At under fifty minutes long it seems on the short side for prog metal, but when listened to in its entirety it works for Rise Radiant. The album starts with a theatrical riff that is unquestionably progressive metal to the core, Jim Grey’s vocals cut through bringing the tempo of The Tempest to a controlled level. Holding the attention of the listener, the ferocity of this track showcases hooks within the chorus that fans are accustomed to, the driving guitars from Sam Vallen and Adrian Goleby are a reminder as to why this band have remained a favourite for many years. A sneaky yet simple guitar solo the cuts through the song before a dramatic crescendo to finish.
The piano intro of Salt exhibits the diversity of the band, its poetic melody entices allurement within the vocals of Jim Grey which has to be one of his greatest showcases to date. The ballad is an intriguing composition with an acquainted guitar solo that is steeped in hard rock and a climatic surge that you would see within Symphonic Metal. The technical drums from Josh Griffin are superb throughout, his usage of heavy and fast double kick during the song’s breakdown shouldn’t work nor make sense but it does, this is yet another example of the bands persistence within heightening their composition.
At this point I will be honest, on first listening I didn’t quite see how ‘Resonate’ worked as a placement within the album, I was at a loss to why they had finished a strong run of The Tempest, Slow Violence and Salt and placed it between those and the symphonic prog metal epic of Oceanrise. It was on the fourth listen I stepped away from the meditative music of the song and listened to the lyrics and my exact words were ‘oh you’re clever, that is bloody clever’. Whilst the album isn’t a concept, there are common themes running through the songs, of persistence, overcoming obstacles and basic human experiences. Resonance allows a listener to take a step back from the continuous music, breathe, assess and then move into the second part of the album.
Valkyrie is another hard-hitting prog metal track, the vocals on here seem more powerful throughout which makes me want to hear more of this style. The work of new bassist Dale Prinsse is prevalent throughout, stamping his style within the album and this track.

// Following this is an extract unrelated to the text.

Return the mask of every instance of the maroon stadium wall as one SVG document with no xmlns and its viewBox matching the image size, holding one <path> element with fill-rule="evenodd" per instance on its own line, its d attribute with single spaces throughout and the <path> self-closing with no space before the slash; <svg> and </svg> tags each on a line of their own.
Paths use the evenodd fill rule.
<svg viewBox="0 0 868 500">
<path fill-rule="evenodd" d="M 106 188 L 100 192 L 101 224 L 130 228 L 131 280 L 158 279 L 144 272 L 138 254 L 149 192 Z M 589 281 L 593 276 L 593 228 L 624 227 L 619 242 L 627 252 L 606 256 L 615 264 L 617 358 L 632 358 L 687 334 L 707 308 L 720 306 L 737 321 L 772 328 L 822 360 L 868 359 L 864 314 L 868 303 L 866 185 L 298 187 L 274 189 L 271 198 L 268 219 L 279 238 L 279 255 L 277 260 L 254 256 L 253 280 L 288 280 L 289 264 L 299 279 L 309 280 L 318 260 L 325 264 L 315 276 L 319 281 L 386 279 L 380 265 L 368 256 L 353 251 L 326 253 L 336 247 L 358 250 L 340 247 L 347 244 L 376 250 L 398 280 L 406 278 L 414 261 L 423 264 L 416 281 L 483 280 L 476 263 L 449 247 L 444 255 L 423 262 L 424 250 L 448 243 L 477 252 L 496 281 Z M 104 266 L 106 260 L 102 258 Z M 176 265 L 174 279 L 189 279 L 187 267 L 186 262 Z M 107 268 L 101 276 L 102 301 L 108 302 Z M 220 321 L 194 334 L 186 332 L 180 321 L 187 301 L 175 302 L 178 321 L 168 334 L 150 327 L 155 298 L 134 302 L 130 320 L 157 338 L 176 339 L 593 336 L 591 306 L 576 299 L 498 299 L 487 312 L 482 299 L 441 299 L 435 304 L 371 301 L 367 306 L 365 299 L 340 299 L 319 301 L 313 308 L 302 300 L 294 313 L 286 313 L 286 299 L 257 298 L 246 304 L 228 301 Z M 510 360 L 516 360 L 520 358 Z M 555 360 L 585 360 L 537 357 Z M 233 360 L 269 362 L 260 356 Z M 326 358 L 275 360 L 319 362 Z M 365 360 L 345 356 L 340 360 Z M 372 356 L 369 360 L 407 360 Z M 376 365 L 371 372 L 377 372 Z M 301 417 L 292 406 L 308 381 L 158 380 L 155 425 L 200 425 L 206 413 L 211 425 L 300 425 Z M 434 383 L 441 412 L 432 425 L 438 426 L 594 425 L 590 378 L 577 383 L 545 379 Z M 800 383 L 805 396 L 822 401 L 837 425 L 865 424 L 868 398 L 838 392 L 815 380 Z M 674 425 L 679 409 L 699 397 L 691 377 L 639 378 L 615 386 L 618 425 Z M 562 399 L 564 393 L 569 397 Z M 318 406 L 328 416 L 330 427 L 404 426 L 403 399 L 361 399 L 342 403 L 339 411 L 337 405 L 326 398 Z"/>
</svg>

The Ascent is a ten minute grand closing statement within its verbosity the sweeping licks and runs from the guitar gives a nostalgic nod to the prog rock eras of bygone days.
For me I feel Rise Radiant will strike a chord with current and new listeners, I would like to have seen more of the harder tracks of the past albums, Caligula’s Horse have never seemed safe or a want to be radio friendly yet I find this album more approachable to the everyday listener than past albums. I’m not sure whether this is due to being dwarfed by the magnitude of In Contact or because this is a different way of writing than the band have approached before.
A major drawcard within the album that stands out has to be the production and mixing, the levels of all instruments have been superbly mixed allowing an ease within listening experience. Sam Vallen (production) and Jens Bogren (mixed)(Opeth, Devin Townsend Project, Leprous) have brought the vibrancy and opulence to the forefront which would impress audiophiles and fans alike.
Whether you are a new listener to Caligula’s Horse or an avid follower of their past nine years and five albums, there is something within Rise Radiant for everyone. Its eclectic, thought provoking and leaves me to wonder what is ahead for them. I feel they have merely scratched the surface of their unique style of music.